Cabe, ainda, indagar como as culturas visuais e políticas se consolidam com base na relação que os públicos estabelecem com os passados possíveis que lhes são apresentados em diferentes espaços que possuem em comum, a dimensão pública. No Brasil, a noção de história pública ganhou contornos específicos nos últimos cinco anos. Para a minha reflexão, vale ressaltar que não se trata de um campo novo — mas, tal como a história visual, a história pública se tornou plataforma de observação das várias possibilidades de se elaborar representações históricas e pensar sobre suas condições de apropriação coletiva.

O historiador Ricardo Santhiago conjetura sobre a recente experiência de história pública no Brasil, em perspectiva com experiências internacionais, sobretudo, anglo-saxônicas, de trajetórias mais consolidadas, e propõe quatro dimensões de orientação pelas experiências de história pública: “história para o público, história com o público, história feita pelo público, história e público”. Segundo Santhiago (2016), cada uma dessas dimensões definiu diferentes formas de promover os usos públicos do passado de diversas coletividades das nacionais às comunidades de sentido.

A primeira dimensão, uma história voltada para o público, estaria volvida à difusão de conhecimento histórico dentro de uma lógica de ampliação de audiências, de ocupação de espaços para além da academia. O enfoque dessa perspectiva de história pública recai sobre a relação entre o conteúdo histórico e seu receptor. Ela visa tornar tal conteúdo acessível, difundindo-o por meio de uma miríade de canais: a literatura de ficção e não ficção, o jornalismo, a televisão, o cinema, o turismo histórico, os museus, os memoriais, a educação histórica, entre outros. A segunda dimensão envolveria o público como agente de sua própria história, superando a noção de difusão cultural, propondo uma história colaborativa. O público, em vez de consumir os resultados de um processo, tomaria parte nele, ativamente. Essa linha dialoga com outras tendências historiográficas nas quais o envolvimento com grupos e comunidades os converte de assunto da história em seus agentes e produtores. A terceira dimensão, identificada com as formas fragmentadas de narrar o passado vivido, estaria relacionada à tradição oral e às performances de memória de diferentes grupos sociais. Por fim, a quarta dimensão, caracterizada na dupla história e público, poderia ser pensada também pela chave da “cultura histórica” (Le Goff, 1985), em perspectiva democratizante, pois envolve experiências históricas que plasmam o passado em diferentes formas: dos monumentos e comemorações às invenções de tradições. Das práticas de reconhecimento dos passados plurais à percepção pública da história; das apropriações midiáticas aos mundos das artes (Santhiago, 2016).

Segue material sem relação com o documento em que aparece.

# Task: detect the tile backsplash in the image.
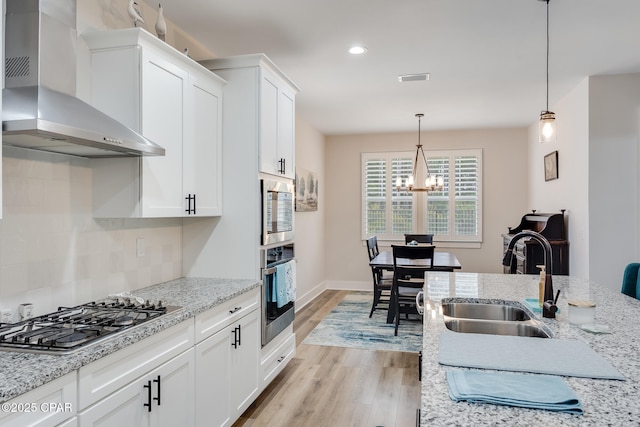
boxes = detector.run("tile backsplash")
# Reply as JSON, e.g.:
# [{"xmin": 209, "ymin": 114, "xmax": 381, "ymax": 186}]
[{"xmin": 0, "ymin": 146, "xmax": 182, "ymax": 321}]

Nesse sentido, a noção de história pública se estabelece como uma plataforma de observação de diversas atitudes historiadoras performadas por diferentes agentes históricos. Interessa, portanto, observar o papel desempenhado pelas artes visuais, que tomam o passado histórico como tema de trabalho. Isso porque se produz nos espaços expositivos — em que se incluem desde as exposições nacionais, internacionais, os salões de artes no século 19, mas também os museus nacionais de arte e de história e, mais recentemente, os centros culturais e sítios de memória — uma experiência coletiva de dar a ver e ver o passado em quadros que se expõem com base em um regime de historicidade (Hartog, 2013). Portanto, revela-se aí uma dimensão da história pública que me interessa interrogar.


A “morte da fotografia” e o “fim da história”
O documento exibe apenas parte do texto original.